Monday, September 26, 2011

My latest antiX-core system

Well, if you read this blog, you undoubtedly know that: 1. I like Debian-based software, 2. I am a big fan of SimplyMEPIS and antiX, and 3. I have more than one version of antiX installed.

Right now, I have three versions of antiX installed, two on my 17" Gateway portable and one on my Lenovo laptop. Each of them I have designed a bit differently to use for different purposes.

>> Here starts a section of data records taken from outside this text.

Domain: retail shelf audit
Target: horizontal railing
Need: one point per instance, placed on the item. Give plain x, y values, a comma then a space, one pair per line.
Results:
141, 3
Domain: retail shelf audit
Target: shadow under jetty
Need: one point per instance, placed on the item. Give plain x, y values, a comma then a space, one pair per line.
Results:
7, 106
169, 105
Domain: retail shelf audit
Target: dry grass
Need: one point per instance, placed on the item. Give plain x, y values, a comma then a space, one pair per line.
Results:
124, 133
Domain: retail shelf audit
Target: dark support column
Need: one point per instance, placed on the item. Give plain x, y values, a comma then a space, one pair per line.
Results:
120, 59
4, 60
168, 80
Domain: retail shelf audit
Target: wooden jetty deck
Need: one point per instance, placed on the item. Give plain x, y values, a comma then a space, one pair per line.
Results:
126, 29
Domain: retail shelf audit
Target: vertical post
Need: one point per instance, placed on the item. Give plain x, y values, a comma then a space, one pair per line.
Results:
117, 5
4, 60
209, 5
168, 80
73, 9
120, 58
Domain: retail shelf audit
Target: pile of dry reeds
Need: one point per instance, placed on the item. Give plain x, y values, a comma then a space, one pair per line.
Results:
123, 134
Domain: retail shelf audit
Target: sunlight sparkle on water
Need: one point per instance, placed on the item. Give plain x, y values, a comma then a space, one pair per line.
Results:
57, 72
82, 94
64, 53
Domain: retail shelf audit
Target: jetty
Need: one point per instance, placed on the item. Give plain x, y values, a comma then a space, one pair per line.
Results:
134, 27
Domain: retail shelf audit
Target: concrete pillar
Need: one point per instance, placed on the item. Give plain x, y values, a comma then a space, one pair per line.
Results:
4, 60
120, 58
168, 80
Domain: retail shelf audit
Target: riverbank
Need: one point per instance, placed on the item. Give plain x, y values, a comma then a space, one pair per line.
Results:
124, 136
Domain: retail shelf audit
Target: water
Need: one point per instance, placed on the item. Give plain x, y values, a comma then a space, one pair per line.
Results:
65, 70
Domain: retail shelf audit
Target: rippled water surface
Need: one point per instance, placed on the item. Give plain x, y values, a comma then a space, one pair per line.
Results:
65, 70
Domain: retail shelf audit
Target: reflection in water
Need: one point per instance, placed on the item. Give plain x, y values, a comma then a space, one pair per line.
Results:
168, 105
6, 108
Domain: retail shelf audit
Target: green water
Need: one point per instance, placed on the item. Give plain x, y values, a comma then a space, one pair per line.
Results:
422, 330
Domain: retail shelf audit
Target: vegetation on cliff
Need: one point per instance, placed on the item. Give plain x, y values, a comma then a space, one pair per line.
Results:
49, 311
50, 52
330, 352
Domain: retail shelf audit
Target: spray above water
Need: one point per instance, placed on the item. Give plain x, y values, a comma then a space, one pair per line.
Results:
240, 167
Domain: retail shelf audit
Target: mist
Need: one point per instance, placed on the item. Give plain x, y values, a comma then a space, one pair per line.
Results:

The first one is antiX M11.0. Though it's the latest version currently installed, this is the one I have had the longest. It's the "full" version, which has changed a bit over the years. This one comes with two window managers, IceWM and Fluxbox. By default, it uses the Debian Testing repositories as the basis of its software, and it comes with a MEPIS kernel, MEPIS installer, and a few MEPIS tools, plus the extremely flexible smxi packaging and system management tool. It uses default applications that are a bit lighter in resource usage than most general purpose systems, so it runs well on older hardware and faster than most systems on newer hardware. I've added the Xfce desktop to it.

The second one is also on the Gateway, and it is antiX core. Built at a time when anticapitalista was still experimenting with the build, once systems like this are installed, they can be updated indefinitely. I think this one is going on two years old, or whatever the timeframe was when this idea was first germinating. In this version, I began by installing just LXDE and Xfce desktops instead of IceWM and Fluxbox. My first experiment was to compare resource usage between the two desktops. In typical implementations, LXDE comes in a bit lighter in memory use and its default applications tend to be a bit lighter and faster too, but I was surprised to find very little initial difference between the two until I added additional tools to Xfce. In fact, my earliest implementation was actually just slightly smaller, tighter, and faster than LXDE, but that is no longer the case.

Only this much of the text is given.